楽器が響くために。

音がつぶれてしまう。そんなときに考えたこと。
強く弾きたい思いを、ちょっと手放す必要がありました。
強く弾きたいときの力みは、動きを鈍らせているのが明らかでした。



どうやって動くためのリリースをしたらいいのでしょうか?
そもそもどれくらいの力でできるのでしょうか??

今できる、表現はどれくらい?
どんな対比なのか。どんな風に鳴らしたいの?


アレクサンダーテクニークを学ぶほどに、
自分全体の働きの中で、何をしているのだろう?
何を考えることができるだろう?
という視点を持つ意味を、より信頼できるようになりました。


いつでも動き出せそうにしている。そしてあらためて選択できる。
意識的に、やろうとするそのタイミングを選ぶことは考えたいことの1つ。


なんだか全然うまくいかないという思いのところから、
観察をしていき、
うまくいきだしたとき、それが続くとき、
氣が付いたことがありました。


左手の指先には、弦に触れる繊細さを思いました。
あ、右の指は何をしているの?

右手の方は、弓の動きや、毛の接触に意図は持っていたのに、
指先の動きや感触を左手ほどキャッチしていませんでした。


指先の動きに、手と腕がついていく。
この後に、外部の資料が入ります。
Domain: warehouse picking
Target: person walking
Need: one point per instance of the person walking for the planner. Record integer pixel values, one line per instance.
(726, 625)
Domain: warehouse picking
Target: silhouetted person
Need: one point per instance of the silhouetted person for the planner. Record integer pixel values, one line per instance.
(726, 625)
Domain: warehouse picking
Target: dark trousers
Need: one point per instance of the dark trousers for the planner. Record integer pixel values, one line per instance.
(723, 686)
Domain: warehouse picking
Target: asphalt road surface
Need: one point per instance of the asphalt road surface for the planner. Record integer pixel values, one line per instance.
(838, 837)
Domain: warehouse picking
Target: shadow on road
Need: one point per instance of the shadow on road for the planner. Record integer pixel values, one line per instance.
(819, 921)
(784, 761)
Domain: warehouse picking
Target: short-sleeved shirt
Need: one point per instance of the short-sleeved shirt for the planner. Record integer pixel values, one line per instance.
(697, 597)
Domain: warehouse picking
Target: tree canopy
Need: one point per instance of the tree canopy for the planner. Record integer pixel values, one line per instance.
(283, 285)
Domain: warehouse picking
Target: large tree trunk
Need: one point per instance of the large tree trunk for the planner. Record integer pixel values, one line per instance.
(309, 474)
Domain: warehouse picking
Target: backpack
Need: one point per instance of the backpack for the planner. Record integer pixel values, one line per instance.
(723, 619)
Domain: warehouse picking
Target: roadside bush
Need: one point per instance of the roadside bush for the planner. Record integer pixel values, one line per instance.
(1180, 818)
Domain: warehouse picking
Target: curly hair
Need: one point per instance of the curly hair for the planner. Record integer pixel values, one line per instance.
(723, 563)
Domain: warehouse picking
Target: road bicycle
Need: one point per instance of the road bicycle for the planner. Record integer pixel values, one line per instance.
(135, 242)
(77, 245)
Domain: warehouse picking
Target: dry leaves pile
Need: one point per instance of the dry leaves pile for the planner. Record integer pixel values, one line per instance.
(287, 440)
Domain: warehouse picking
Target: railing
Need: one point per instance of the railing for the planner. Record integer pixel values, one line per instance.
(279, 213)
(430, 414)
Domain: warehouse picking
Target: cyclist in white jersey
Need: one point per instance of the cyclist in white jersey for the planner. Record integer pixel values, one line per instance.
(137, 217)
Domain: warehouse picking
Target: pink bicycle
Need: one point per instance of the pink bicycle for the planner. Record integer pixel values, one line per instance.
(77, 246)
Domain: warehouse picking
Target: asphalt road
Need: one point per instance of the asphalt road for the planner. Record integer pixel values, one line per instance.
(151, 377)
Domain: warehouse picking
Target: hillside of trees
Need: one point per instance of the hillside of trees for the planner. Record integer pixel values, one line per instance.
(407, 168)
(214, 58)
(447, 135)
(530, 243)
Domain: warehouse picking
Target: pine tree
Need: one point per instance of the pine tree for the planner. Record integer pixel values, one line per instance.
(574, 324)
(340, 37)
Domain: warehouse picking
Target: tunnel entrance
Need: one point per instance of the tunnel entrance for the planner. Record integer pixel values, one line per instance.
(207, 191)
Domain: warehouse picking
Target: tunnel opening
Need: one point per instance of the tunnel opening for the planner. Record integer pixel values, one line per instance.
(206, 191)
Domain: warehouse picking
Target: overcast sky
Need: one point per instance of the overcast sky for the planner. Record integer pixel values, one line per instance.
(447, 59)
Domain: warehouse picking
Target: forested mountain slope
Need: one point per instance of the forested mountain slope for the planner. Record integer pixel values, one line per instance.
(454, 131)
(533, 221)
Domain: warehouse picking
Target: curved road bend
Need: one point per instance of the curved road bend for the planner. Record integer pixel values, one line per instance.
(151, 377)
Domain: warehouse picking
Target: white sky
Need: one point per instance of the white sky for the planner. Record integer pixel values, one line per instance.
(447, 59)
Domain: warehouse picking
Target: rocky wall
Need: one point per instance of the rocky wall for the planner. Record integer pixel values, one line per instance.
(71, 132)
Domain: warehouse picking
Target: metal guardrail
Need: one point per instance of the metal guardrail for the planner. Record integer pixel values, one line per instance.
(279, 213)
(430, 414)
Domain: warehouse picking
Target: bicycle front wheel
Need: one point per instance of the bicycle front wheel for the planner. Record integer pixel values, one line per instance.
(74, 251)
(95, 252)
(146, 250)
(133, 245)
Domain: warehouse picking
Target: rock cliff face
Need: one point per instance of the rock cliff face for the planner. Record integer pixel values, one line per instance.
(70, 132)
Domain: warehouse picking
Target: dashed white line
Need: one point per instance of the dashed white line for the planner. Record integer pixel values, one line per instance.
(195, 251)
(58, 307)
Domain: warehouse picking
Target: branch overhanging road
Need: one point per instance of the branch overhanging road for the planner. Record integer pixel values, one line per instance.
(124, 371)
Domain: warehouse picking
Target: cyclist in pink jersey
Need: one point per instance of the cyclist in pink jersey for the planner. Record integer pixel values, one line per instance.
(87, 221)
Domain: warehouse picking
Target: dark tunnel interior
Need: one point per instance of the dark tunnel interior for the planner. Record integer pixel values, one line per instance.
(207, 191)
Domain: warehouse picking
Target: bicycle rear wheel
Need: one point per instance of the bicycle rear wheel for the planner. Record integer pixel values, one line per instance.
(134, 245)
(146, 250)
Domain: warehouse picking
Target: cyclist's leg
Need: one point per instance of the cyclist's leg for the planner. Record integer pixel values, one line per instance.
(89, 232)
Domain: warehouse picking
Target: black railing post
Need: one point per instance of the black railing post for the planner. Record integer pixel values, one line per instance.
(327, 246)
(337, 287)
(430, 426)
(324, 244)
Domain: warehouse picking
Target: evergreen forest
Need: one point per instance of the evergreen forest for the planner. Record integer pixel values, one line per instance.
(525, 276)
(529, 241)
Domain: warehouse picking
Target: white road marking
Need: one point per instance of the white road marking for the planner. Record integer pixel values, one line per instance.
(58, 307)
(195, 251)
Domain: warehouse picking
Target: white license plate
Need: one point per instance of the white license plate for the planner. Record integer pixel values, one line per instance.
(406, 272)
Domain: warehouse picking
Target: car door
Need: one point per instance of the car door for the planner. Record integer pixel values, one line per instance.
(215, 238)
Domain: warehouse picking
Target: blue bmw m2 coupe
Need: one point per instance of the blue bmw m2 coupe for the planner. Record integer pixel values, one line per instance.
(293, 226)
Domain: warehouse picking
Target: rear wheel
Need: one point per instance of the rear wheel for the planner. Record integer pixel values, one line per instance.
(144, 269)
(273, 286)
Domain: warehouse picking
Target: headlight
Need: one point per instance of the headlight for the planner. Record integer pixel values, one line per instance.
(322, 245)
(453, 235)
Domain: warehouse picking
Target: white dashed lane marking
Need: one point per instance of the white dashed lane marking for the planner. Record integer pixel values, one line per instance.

自分全体の働きの中で。

道具が指先になる。
そのためには、指先に繊細さが必要なのだと、
あらためて氣が付いて、
弓に触れた指先が動きだしたら、
表現したいことを思う時、
左手の指先と一緒に協調していることが分かりました。

左右の仕事は違うけれど、弦に触れるための指先の感触は、
その響と直接につながっていました。

響につながり続ける指先。

やりたいことのために、
腕や手の先の、指の動きを、その繊細さを、
自分全体の働きの中で意識してみよう。



ああ、こんな風にも弾けるのだな~と自分の中では大満足の発見
この注意力と全体の自由さ、柔軟さを、持ち続けたいなぁ。

困難に思われる課題にチャレンジしてこそ、見えてくることもあるのだと実感。。。
その中の小さな発見からあらわれた小さなステップは、
好奇心と幸福感の両方を間違いなく満たしてくれた。




最後までお読みいただきどうもありがとうございました。